GoSpotCzech Beer Takes Home Gold and Silver at Homebrew Challenge

Jun 5, 2014 in Community Support, Startups

Last Friday, May 30, GoSpotCheck participated in Built in Colorado’s Homebrew Challenge benefiting The Gabby Krause Foundation. The challenge pitted nine Denver-area startups to create and present a home-brewed beer for the judges and guests. GoSpotCheck won first place in the People’s Choice voting and took home second-place honors in the judged competition. The following is a first-hand account of the event and brewing process from GoSpotCheck Data Analyst and in-house Master Brewer Ben Ertz.

Serving home-brewed beer to strangers can be nerve racking. Couple that with serving beer that was brewed in your CEO and co-founder’s backyard is a reason to have your blood pressure checked.

The idea for GoSpotCzech (get it?) was born after tossing back a few brews to get our creative juices flowing. The company agreed on the name of the beer, but now had to find a brew that would feature a variety of Czech hops known as Saaz. We decided on going with a Belgian-style blonde ale that would use the Saaz hops to aid in the beer’s aroma.
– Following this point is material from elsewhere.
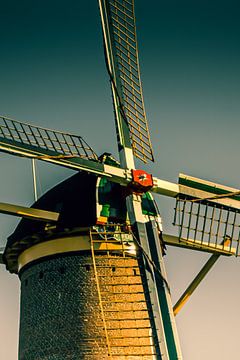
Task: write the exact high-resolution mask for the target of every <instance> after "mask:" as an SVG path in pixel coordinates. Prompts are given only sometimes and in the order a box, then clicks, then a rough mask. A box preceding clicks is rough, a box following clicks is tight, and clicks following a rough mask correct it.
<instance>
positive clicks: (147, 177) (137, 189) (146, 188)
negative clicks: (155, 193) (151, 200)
mask: <svg viewBox="0 0 240 360" xmlns="http://www.w3.org/2000/svg"><path fill="white" fill-rule="evenodd" d="M131 187H132V188H133V189H134V191H135V192H140V193H141V192H147V191H148V190H150V189H151V188H152V187H153V178H152V175H151V174H148V173H147V172H146V171H144V170H132V183H131Z"/></svg>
Four weeks prior to the event I met with Matt Talbot, our CEO and Co-Founder, at his house with our ingredients and a turkey fryer in tow. We were determined to brew a beer that would be enjoyed by seasoned beer veterans as well as casual weekend suds sippers.
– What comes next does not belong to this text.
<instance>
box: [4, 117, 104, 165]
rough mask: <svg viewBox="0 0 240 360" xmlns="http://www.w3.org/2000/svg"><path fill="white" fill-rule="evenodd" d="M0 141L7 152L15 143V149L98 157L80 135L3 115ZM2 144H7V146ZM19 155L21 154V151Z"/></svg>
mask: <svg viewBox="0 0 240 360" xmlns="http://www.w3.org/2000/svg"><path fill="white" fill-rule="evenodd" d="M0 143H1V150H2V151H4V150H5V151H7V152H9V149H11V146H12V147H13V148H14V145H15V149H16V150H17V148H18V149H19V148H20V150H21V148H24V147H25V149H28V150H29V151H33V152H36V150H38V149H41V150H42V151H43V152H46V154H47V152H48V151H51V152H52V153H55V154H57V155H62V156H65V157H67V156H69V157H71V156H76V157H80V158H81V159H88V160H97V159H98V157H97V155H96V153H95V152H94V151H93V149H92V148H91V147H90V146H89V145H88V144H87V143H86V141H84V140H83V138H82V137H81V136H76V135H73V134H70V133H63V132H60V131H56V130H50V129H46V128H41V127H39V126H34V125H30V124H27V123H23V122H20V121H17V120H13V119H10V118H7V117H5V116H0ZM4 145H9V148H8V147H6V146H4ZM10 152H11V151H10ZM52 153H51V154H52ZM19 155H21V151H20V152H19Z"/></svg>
The brewing process is quite easy. In its most basic form, brewing beer is making tea with malt grains. The malt is steeped in hot water to extract sugars. After the tea has been made, the tea is strained from the malt and then the tea is boiled. The boiling helps concentrate the tea, making the sugars in the tea more digestible for the yeast, and also sanitizing the beer—making it safe for drinking. During different intervals in the boiling process, hops are added. In beer, hops work in three ways—first they impart bitterness to beer, second they add to the aroma of the beer and third they preserve the beer for storage. Once the beer has been boiled—typically a 60- or 90-minute boil—you are ready to cool the beer and add the yeast.

Now it’s time to wait for the magic to happen. After two weeks, the yeast has consumed all of the sugar in the beer and produced it into alcohol. There is one problem though… the beer is flat. How is the signature carbonation of beer added to it? There are a couple ways in which beer can be carbonated. We chose the historic way, by adding a small amount of sugar to the beer prior to bottling. The residual yeast in the beer ferments the additional sugar, but the carbon dioxide that is produced during fermentation has nowhere to escape since the bottle is capped. The carbon dioxide diffuses into the beer and gives it that crisp carbonation. This process is known as bottle conditioning.

It was great being able to share our beer with our peers in the Denver startup community while raising money for an incredible cause. In my brief time at GoSpotCheck, I’ve noticed how intensely active the company is in the Denver startup community as well as the community of Denver as a whole. We’re currently hitting the gym because in a few months, GoSpotCheck will participate in an annual plane pull at DIA benefiting the Special Olympics of Colorado. Just like at last week’s Homebrew Challenge, we’re looking to bring home some hardware from the plane pull later this summer.